While the Liberal government initially seemed supportive of this idea, it has since backed away from a crackdown on handguns. The Liberal Party will be running in the fall federal election on a plan to prohibit and buy back some military-style assault weapons that are currently legal in Canada.

It’s a stand that led Ms. Smith to confront Bill Blair, Minister for Border Security and Organized Crime, when she bumped into him recently at her local MP’s office in east Toronto. “We’re not taking our foot off the gas here,” she recalls telling the minister. “I just reiterated that it only took one handgun and one mass shooting to change the game for us.”

And while the Liberals have backed off a federal ban, they may well encourage municipalities to enact their own handgun bans.

“Because of the particular vulnerability of large urban centres to gang violence, there may be additional measures that can be appropriately applied within those municipalities, and we’re prepared to explore that with them,” Mr. Blair told reporters on Parliament Hill this week.

It was last July when Mr. Price and Ms. Smith got a text from their daughter saying she and some friends were going to the Danforth for a birthday celebration. It was an hour later, around 10 p.m., that someone else sent a message from their daughter’s phone, relaying that Samantha had been shot. “It turned out it was a medical doctor who was trying to administer first aid,” Mr. Price said. At St. Michael’s Hospital, the couple learned that four of the eight young women at the patio table where their daughter was sitting were shot that night. One of them, 18-year-old Reese Fallon, died. The shooter also killed a 10-year-old girl, Julianna Kozis.

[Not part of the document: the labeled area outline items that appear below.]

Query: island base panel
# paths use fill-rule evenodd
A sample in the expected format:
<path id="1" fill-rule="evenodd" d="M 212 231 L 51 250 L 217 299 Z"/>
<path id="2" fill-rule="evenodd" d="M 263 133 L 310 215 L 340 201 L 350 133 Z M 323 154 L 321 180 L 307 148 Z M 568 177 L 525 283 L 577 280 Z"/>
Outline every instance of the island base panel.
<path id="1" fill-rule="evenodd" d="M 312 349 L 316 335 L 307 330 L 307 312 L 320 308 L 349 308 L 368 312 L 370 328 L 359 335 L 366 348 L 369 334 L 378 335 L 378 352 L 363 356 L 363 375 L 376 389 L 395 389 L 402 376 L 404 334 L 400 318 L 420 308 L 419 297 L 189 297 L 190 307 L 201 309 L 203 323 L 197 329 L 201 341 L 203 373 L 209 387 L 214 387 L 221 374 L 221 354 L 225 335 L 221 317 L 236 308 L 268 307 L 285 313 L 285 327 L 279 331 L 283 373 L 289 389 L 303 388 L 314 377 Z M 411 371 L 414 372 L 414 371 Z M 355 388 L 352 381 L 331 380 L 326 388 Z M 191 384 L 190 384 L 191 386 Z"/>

It’s been a struggle for Samantha Price to regain her trust in Toronto, her parents say. They spent last summer trying to support her healing as much as they could, before sending her off to her freshman year at university. The couple has since spoken out at several anti-handgun events. In February, they were among the victims of the Danforth shooting and their families who publicly called upon the Liberal government to fully ban handguns.

Families of Danforth shooting victims call for ban on handguns and assault rifles

Today, the parents say they believe Toronto Police are on the cusp of revealing their investigation into the gunman, Faisal Hussain, who killed himself as police moved in to arrest him. Over the past 11 months, officials have never said how he acquired his Smith & Wesson handgun. Court documents say he also stashed magazines for an AK-47 assault rifle and 9 mm handgun in his bedroom.

Answers are overdue, Ms. Smith says. “Why has it taken so long for this police report?” she asked. She said other victims’ family members have spoken about “being taken emotionally hostage” by the 11-month wait.

In an e-mail Thursday, Toronto Police spokeswoman Allison Sparkes said, “Pending the resolution of some legal matters, Chief Saunders is committed to releasing the investigation’s findings at the earliest opportunity."

Last year, a spokesman for Mr. Hussain’s family circulated a statement saying he’d had mental-health issues. The propaganda arm of the terrorist group known as Islamic State claimed that it inspired the attack, but Canadian officials expressed skepticism about this. Mr. Price says that, ultimately, whatever was in the shooter’s head is less important than what was in his hand. The type of guns “that are most easily concealed and most dangerous should be prohibited,” he argued.

His wife agreed. “Lots of people get angry in Toronto. But you put a gun into the mix it is a whole other ball game."